If the road is the inspiration, then the community service is the fuel. Being able to offer ones skills for comfortable lodgings and three square hearkens an older time period founded on trade and ability over the dollar. It is realistically possible to travel cheaply from country to country, and volunteer with hosts far different than yourself, and form a symbiotic relationship that works, while making production on a sustainable way of life, and expounding your own self reliance from skill forging, and integration in other cultures. If one wants to meet people from other parts of the planet, they can not simply rely on multi-cultural mega cities, he or she should be comfortable in spending time at the source, being culturally sensitive to other persons will always offer new angled perspectives on who you are.

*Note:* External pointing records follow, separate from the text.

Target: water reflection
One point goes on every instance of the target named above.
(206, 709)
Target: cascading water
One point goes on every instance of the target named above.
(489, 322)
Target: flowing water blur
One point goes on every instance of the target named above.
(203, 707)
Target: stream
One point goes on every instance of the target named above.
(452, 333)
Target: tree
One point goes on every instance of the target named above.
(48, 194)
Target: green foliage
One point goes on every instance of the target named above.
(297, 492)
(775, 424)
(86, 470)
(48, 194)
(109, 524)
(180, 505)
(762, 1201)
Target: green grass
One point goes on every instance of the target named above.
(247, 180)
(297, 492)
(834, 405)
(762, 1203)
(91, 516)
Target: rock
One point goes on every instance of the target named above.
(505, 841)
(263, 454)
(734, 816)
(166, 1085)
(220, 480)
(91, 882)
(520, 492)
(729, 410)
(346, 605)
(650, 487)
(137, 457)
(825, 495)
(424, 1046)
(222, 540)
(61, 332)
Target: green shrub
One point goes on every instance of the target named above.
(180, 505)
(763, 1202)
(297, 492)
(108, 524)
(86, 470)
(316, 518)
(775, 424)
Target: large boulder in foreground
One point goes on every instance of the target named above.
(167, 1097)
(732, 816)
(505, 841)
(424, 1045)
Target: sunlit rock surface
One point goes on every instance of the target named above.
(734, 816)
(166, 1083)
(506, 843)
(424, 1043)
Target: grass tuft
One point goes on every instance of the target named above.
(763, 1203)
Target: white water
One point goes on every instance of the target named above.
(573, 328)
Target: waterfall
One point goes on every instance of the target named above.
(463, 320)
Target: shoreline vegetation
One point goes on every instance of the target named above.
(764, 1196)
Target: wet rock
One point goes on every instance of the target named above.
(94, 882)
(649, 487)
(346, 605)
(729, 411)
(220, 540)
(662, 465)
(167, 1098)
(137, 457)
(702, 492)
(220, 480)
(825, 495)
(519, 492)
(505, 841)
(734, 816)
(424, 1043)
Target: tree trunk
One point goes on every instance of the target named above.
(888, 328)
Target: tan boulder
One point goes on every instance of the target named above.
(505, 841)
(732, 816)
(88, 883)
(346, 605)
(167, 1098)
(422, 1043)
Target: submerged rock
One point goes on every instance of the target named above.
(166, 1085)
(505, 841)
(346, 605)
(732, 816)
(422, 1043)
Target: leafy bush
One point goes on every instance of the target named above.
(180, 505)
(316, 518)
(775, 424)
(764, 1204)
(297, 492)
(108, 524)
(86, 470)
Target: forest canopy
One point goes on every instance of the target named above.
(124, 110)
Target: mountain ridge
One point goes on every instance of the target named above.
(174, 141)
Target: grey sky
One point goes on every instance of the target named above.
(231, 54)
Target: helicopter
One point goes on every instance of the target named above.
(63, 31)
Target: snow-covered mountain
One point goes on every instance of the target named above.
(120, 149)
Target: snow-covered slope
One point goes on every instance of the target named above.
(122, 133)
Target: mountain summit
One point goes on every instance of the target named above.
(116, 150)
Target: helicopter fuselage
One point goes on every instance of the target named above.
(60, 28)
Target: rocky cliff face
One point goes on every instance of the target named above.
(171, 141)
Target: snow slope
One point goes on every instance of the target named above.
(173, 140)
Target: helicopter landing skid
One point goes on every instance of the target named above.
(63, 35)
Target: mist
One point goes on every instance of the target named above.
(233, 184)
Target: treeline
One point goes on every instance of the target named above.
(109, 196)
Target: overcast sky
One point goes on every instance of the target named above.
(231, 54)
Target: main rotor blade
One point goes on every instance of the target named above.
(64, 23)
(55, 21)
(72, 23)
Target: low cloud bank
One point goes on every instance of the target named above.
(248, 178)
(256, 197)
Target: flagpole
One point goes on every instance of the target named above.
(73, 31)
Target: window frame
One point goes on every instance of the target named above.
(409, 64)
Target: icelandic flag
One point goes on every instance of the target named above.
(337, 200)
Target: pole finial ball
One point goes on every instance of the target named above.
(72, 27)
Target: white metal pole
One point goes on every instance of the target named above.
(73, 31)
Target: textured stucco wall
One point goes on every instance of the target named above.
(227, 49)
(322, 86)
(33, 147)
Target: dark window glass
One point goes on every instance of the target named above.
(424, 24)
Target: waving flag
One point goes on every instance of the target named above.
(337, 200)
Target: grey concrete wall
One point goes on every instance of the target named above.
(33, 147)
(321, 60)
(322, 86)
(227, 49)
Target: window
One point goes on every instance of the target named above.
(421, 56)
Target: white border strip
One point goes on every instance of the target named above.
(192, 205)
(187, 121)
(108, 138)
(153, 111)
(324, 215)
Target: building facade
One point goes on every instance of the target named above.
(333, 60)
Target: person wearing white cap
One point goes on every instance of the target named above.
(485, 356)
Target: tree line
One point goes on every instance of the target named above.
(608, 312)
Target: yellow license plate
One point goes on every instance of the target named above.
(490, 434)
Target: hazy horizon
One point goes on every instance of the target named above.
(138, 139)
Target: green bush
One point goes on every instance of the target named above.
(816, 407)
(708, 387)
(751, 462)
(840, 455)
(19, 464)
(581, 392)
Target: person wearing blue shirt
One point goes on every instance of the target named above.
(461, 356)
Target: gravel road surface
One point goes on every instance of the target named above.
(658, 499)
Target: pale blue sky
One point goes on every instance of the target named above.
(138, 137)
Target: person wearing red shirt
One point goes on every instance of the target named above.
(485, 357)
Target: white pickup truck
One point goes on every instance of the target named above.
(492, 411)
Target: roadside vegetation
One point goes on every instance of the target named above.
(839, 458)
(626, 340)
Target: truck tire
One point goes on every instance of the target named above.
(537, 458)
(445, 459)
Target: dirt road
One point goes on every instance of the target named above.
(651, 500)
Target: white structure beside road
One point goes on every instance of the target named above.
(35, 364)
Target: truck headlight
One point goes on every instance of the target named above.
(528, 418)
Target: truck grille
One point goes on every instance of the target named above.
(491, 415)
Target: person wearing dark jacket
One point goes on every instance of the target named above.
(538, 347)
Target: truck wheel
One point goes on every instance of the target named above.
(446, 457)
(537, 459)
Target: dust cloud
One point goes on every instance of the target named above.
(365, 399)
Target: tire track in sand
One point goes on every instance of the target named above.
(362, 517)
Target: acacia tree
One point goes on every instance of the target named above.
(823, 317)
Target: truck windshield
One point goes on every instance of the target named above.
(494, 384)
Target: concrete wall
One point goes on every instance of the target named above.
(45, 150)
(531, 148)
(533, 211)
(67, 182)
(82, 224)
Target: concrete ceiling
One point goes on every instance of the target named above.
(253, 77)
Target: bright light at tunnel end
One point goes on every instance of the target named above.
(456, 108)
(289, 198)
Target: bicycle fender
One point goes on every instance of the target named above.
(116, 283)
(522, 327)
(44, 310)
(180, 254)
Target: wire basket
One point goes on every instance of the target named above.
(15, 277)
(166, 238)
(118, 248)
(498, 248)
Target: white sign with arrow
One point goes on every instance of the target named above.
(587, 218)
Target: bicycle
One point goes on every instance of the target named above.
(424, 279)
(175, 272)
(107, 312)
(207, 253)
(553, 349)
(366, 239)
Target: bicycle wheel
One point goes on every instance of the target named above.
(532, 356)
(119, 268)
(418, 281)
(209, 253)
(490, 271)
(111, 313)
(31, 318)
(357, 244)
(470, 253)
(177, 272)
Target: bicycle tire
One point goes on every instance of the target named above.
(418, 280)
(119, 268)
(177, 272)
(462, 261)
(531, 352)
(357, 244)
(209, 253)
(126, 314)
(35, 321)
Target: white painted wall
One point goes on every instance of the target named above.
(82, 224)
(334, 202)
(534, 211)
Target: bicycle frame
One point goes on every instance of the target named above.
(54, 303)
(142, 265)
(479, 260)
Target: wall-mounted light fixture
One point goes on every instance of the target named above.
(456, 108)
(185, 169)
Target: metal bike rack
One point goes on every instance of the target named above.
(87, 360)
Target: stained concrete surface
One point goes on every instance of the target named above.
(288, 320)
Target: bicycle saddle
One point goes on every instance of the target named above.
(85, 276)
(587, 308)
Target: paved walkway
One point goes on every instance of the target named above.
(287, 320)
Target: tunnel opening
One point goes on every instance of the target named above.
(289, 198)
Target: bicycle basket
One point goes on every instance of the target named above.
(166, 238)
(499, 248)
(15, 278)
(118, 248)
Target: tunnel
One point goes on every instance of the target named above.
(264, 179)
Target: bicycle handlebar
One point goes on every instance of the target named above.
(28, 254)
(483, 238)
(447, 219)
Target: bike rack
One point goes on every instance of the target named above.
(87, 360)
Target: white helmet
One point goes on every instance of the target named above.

The lynchpin of nomadism is sacrifice, but it does not entail struggle, not necessarily. I have been able to thrive in harsh conditions, without money, without food, using primitive technology to make shelter, or modern luxuries such as the internet to find free lodging, and dynamic living situations in dream locations. Eventually the body does tire, and needs the primal rest stop in its evolution, it feels the need to settle, and redevelop the indigenous home where one is king is his own habitat. This is why I like to think these 1000+ plus days around the sun have actually been forming a kind of sacred pilgrimage back to my ur-home. It is if I need to visit and integrate in foreign cultures to discover, and strengthen the fibrous roots with my own. I am north conscious, I know my dwelling will be in Scandinavian lands, where I will not only survive, but thrive, and those that share the mutual experience of life with my weave will as well. There is a gift in comaraderie that is priceless, that is timeless, that is simply transcendent. I can relate to anyone in the world, I am sure, but these people will more often than not be only vaguely integral to my own personal bond forming. There are those I can consume with, take a night in the city to indulge, spend something, receive something, but at the end of the day, these are insubstantial to forming lasting relationships, because they are built on sand. There is no firm substance to the making of the friendship. Think of a pine forest that topples because the dirt erodes beneath it. The tree, or the relationship is not built on strength and honor, it was built out of money spending. I know a home base, and a lifetime woman is out there for me, and every breath of air I take brings me closer to that ultimate. Like the primal masculine dream, he seeks for land, a wife, sustainable power, and legacy. Each instance in my event horizon of the now, is another sentence in my personal mythology, cultivated through struggle, triumph, adventure, embrace, virtue, ability, and will.

Shetlandic

These are dark and humbles journeys into the mine of the self. John Trudell said “Protect your spirit, because you are in the place where spirits get eaten”. Such sentiments passed along from this grandfather are taken to heart every day. So few can walk the talk, charlatanism may get you an article in the newspaper and you will never be heard from again. The slower and methodical method cultures the spirit with strong instinct. One is confronted with the immediate reality of the experience, when each horizon of the day is as new as the last. To be a nomad is to become the wilderness, the weather chills the body like it freezes the sap in the trees, the sun burns the skins as it scorches the open plains, and the water comes as a treasure for parched tongues, and wilted plants. One becomes the forest, when he has spent the luna’s cycle sleeping on the ground. His blood becomes salinated, bathed in irish fog from a coastal fen, the promise of water in the mirage of the desert tunes the sun baked soul away from all mundane distractions.
“We are a spirit, we are a natural part of the earth, and all of our ancestors, all of our relations who have gone to the spirit world, they are here with us. That’s power. They will help us. They will help us to see if we are willing to look. We are not separated from them because there’s no place to go — we stay here.